Governor of Kiambu County
- In office 22 August 2017 – 19 Dec 2019
- Preceded by: William Kabogo
- Succeeded by: Dr James Nyoro

Member of Parliament
- In office 2008–2013

Councilor, Nairobi City Council
- In office 2003–2007

Personal details
- Born: 1 January 1962 (age 64) Kibera, Nairobi
- Spouse: Susan Ndūng'ū
- Children: 3
- Alma mater: Panjab University
- Nickname: Baba Yao

= Ferdinand Waititu =

Kenyan politician

Ferdinard Ndūng'ū Waititū, also known as Baba Yao, is a Kenyan politician who served as the second governor of Kiambu County from 2016 to January 2020. He was impeached on corruption charges. His troubles started after it was discovered that he was involved in a scheme of grabbing land worth over one million dollars from a widow, amongst other fraudulent activities. He is currently serving a 12-year jail term for the mismanagement of a county fund of over five million dollars. He also served as an assistant minister for Water Services and Irrigation in the government of Kenya.

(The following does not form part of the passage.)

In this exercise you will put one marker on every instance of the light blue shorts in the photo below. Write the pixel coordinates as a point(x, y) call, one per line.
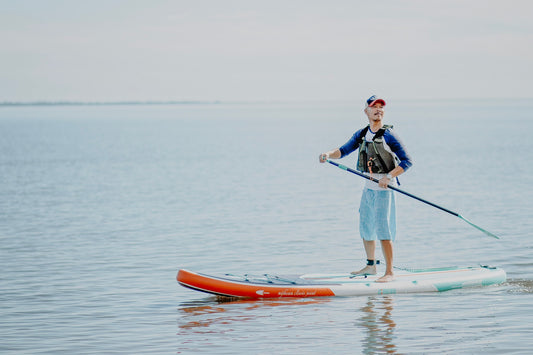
point(377, 215)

Following graft charges leveled against him, Waititū was impeached and lost his seat as the Governor of Kiambu County on January 29, 2020, through a trial by the Kenya Senate despite intense lobbying by some members of parliament.

In August 2017, Waititū was elected as the Jubilee Party Nominee for Governor position in Kiambu County after defeating the incumbent Governor of Kiambu County Hon. William Kabogo

==Education==

Waititū completed his secondary school in 1981 from Dagoretti High School, where he obtained the Kenya Certificate of Education. He then proceeded to Rūirū High school for form 1~2 he did a junior secondary exam before proceeding to Dagoretti High for Form 3-4 then he proceeded to Technical University of Kenya, formerly known as the Kenya Polytechnic, before proceeding to Delhi, India, where he obtained a degree in commerce from Sri Guru Gobind Singh College of Commerce in 1991.

==Social/political life==

He is described as a "fiery politician" and has been arrested on several occasions, including for "hate speech" directed against ethnic Maasai and for protesting the demolition of shanty houses in his district. In September 2012, he was suspended from his government post over charges of hate speech and inciting violence. In 2014 the High Court ruled that Waititū was unfit to hold public office due to integrity issues. In 2015, he was elected MP.

He is often referred to as 'Baba yao' (Kiswahili for 'Their father'). He lost the Nairobi gubernatorial election to Dr. Evans Kidero in March 2013. Ferdinand Waititū however found a way back to active politics on 4 May 2015 after winning a seat as a member of parliament for Kabete through a by-election following the death of the area MP George Muchai who was murdered in the streets of Nairobi. The landslide win united him with his long-term political friend Mike Sonko but in different fields of politics. However, he officially announced to run for the gubernatorial seat for Kiambu to battle it out with Governor William Kabogo the next general elections. He won the gubernatorial election for Kiambu county, defeating William Kabogo. He served as Kiambu County governor from 2017 until 2020, when he was impeached on corruption charges. In 2021, he declared that he would again run for the gubernatorial seat in Nairobi County.

== Kiambu County Governor ==
In 2017, Waititū declared to run for the governor of Kiambu County under Jubilee Party. In the nominations held on 25 April, he beat the incumbent governor, William Kabogo, to become Jubilee's party flag bearer. In the elections held in August 2017, he emerged as the winner and was declared the next Governor of Kiambu. His reign was, however, short-lived. In January 2020, a motion to impeach him was tabled in the Senate, accusing him of abuse of office, awarding tenders to get kickbacks, and irregularly awarding tenders to himself and his wife, among others. He pleaded not guilty, but on 30 January 2020, the Senate found him guilty and voted to kick him out. His deputy governor, James Nyoro, succeeded him to become the third governor.

He appealed the Senate's decision in the high court, which also found him guilty and upheld the ruling to kick him out.

==Imprisonment==
In February 2025, Ferdinand Waititū was convicted on corruption charges and sentenced to 12 years in prison or a fine of Sh53.7 million. He was found guilty of receiving Sh25.6 million in kickbacks related to a Sh588 million road tender scandal during his tenure as governor. Waititū, along with his wife Wangari Ndūng'ū, former Kiambu County Roads Chief Officer Eng. Luka Mwangi Wahinya, and businessman Charles Mbuthia Cege, was implicated in a fraudulent tender scheme involving upgrading roads in Kiambu County.

The Ethics and Anti-Corruption Commission (EACC) initiated investigations in 2019 following a tip-off about irregularities in the awarding of the tender. The investigation uncovered conflict of interest, fraud, and money laundering. In addition to his criminal conviction, the High Court froze Waititū's assets worth Sh1.9 billion on allegations they were acquired through public funds.